Open MaxBenChrist opened this issue 8 years ago • 4 comments

I started a file at

https://github.com/MaxBenChrist/awesome_time_series_in_python/blob/master/standardize_time_series_formats.md

to trigger a discussion regarding the time series formats for python packages to analyze time series data.

This issue should be used to discuss the file.

MaxBenChrist avatar Aug 31 '17 09:08 MaxBenChrist

On this point, I can just inform about the choice made for tslearn (probably not ideal).

Our time series are 3d numpy arrays (to allow for multidimensional time series). As for now, we do not tackle the irregular sampling case. And to allow for time series of varying lengths to be stored in a single array, we pad shorter time series with nans. Then, in tslearn, we have a ts_size function that takes a time series and returns its actual size (when ignoring padded nans).

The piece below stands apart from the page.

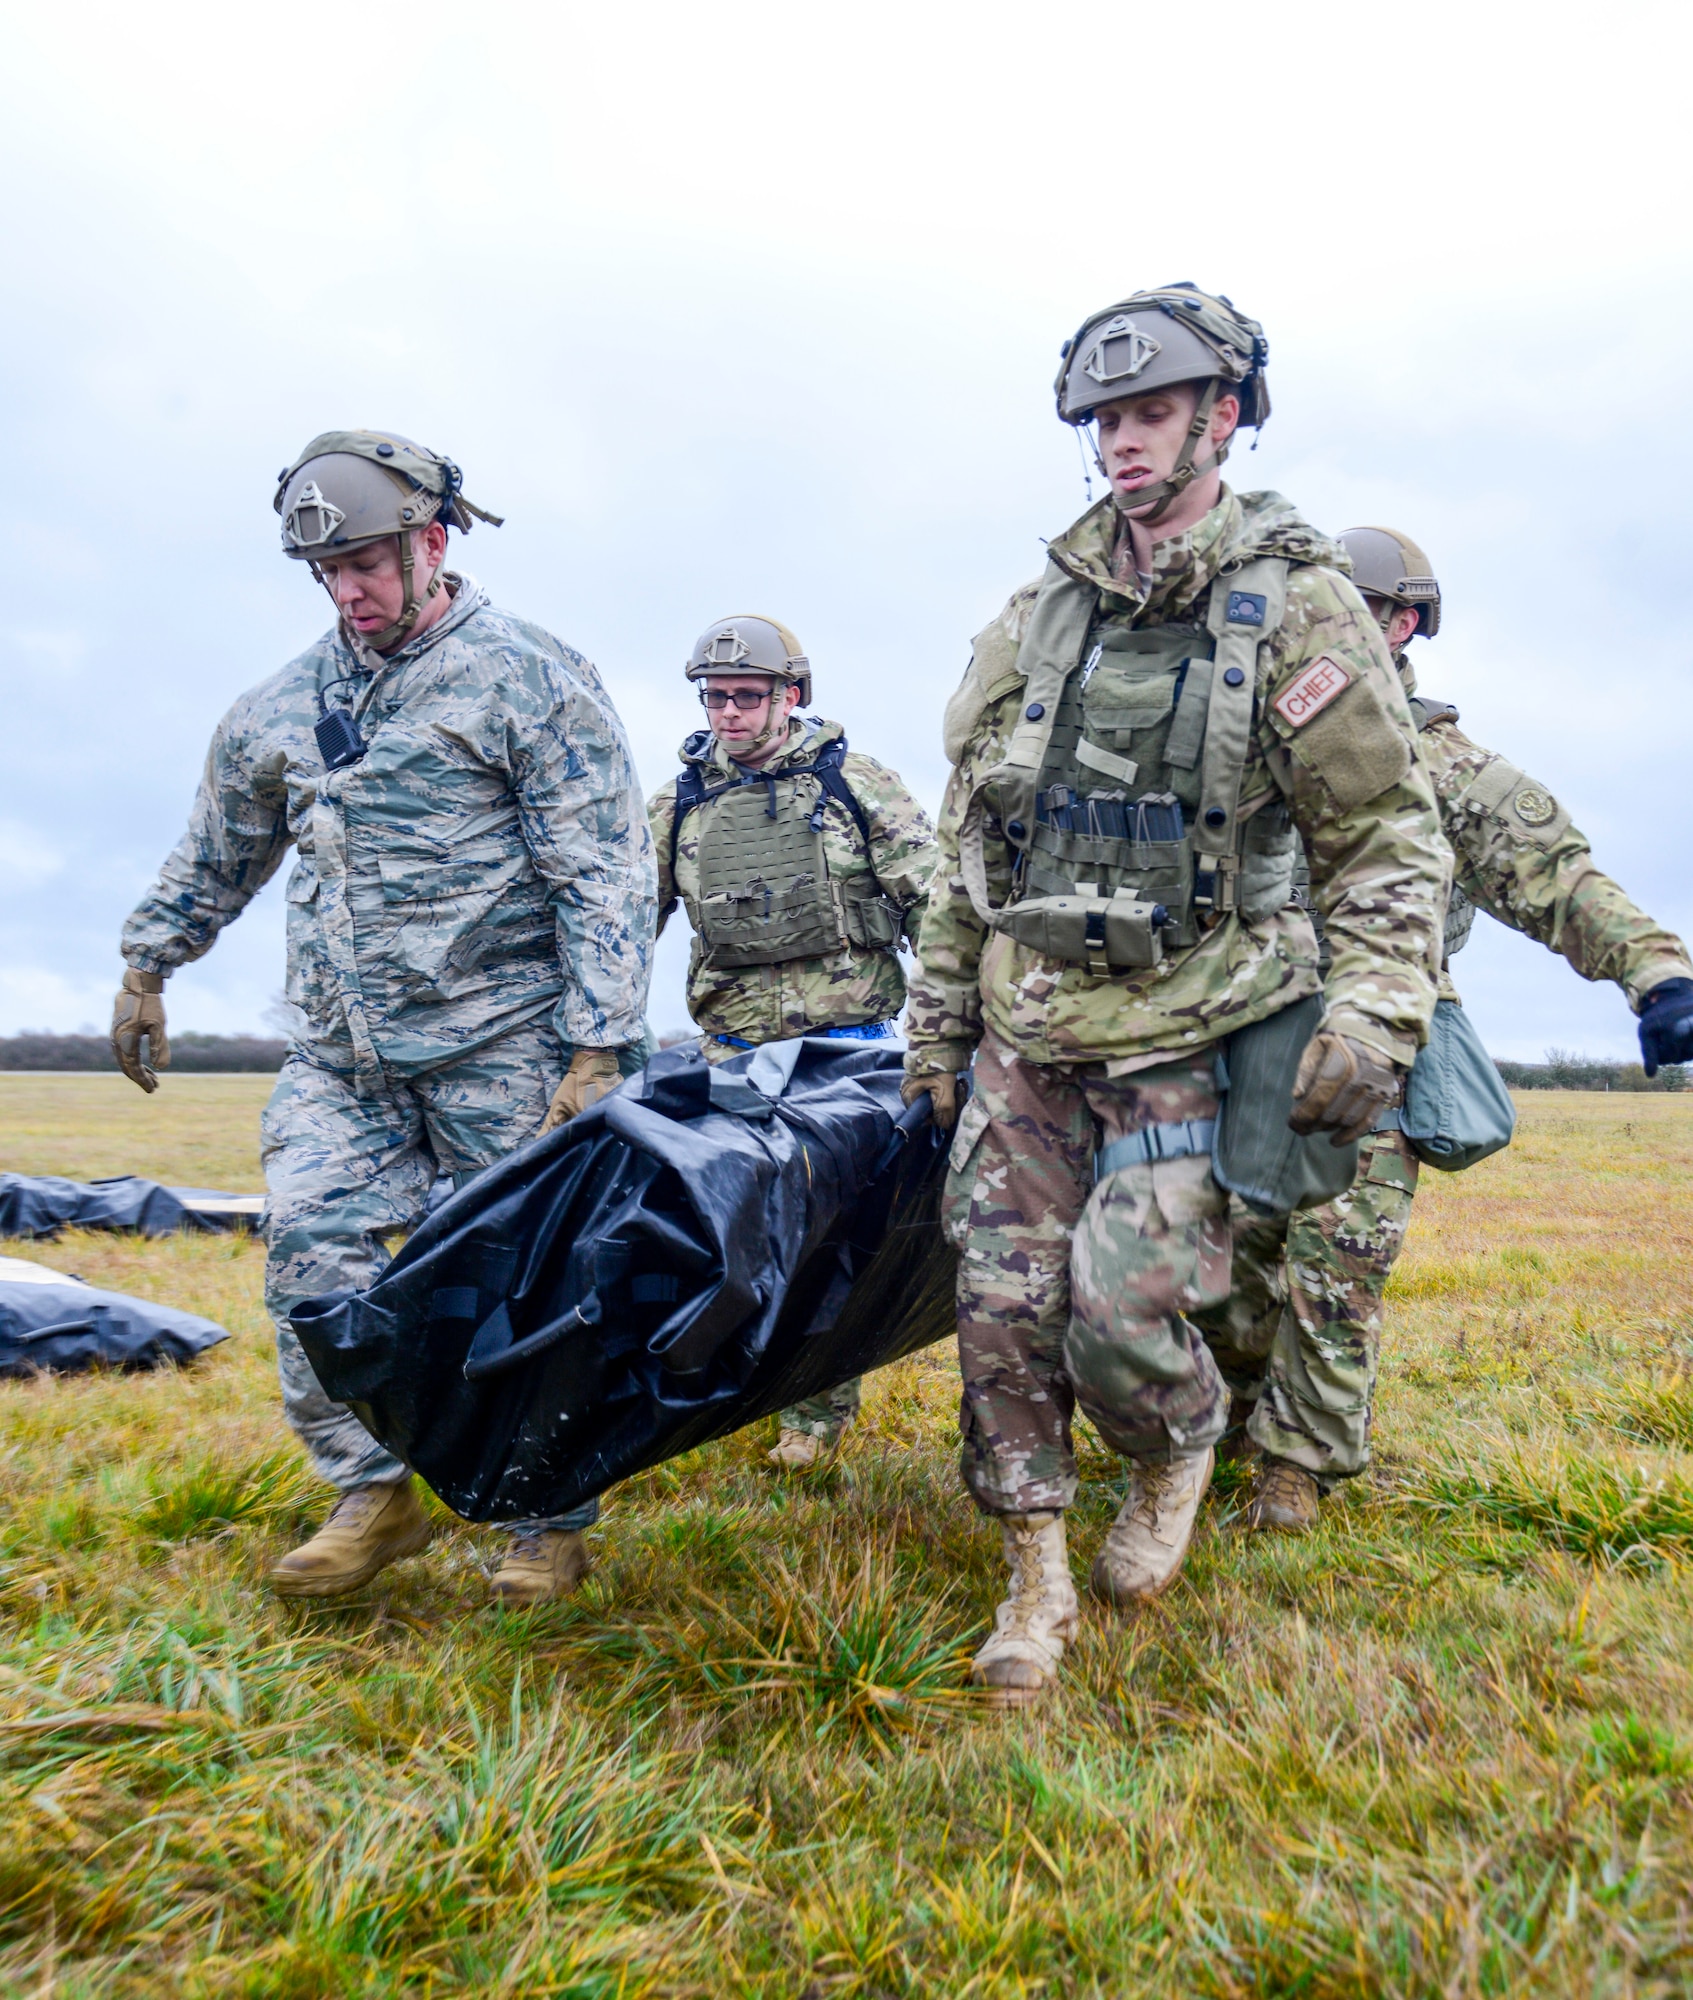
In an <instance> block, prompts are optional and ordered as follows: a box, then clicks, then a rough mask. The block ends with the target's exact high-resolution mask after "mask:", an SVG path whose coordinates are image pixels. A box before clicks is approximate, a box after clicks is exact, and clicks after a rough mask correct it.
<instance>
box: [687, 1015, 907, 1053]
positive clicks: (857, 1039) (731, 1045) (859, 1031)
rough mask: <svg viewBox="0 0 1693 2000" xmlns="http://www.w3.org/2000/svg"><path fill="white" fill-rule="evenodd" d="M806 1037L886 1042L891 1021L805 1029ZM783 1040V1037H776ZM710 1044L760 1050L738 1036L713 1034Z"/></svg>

rtavenar avatar Sep 22 '17 11:09 rtavenar

I hear you loud and clear, having just put together a few examples. Every package has its own ideas. No two are the same it seems. https://github.com/microprediction/timeseries-notebooks I need a drink

microprediction avatar Jan 03 '21 02:01 microprediction

@microprediction we'd welcome your feedback on sktime which tries to remedy some of these issues.

mloning avatar Jan 06 '21 13:01 mloning

Thanks, I'm taking a look. Btw my own most recent ruminations are embodied at https://github.com/microprediction/timemachines but I hasten to add that my scope is probably smaller. I'll try to bring in some more people to this thread, unless someone thinks there is a better place to discuss time series and canonical representations of data and models.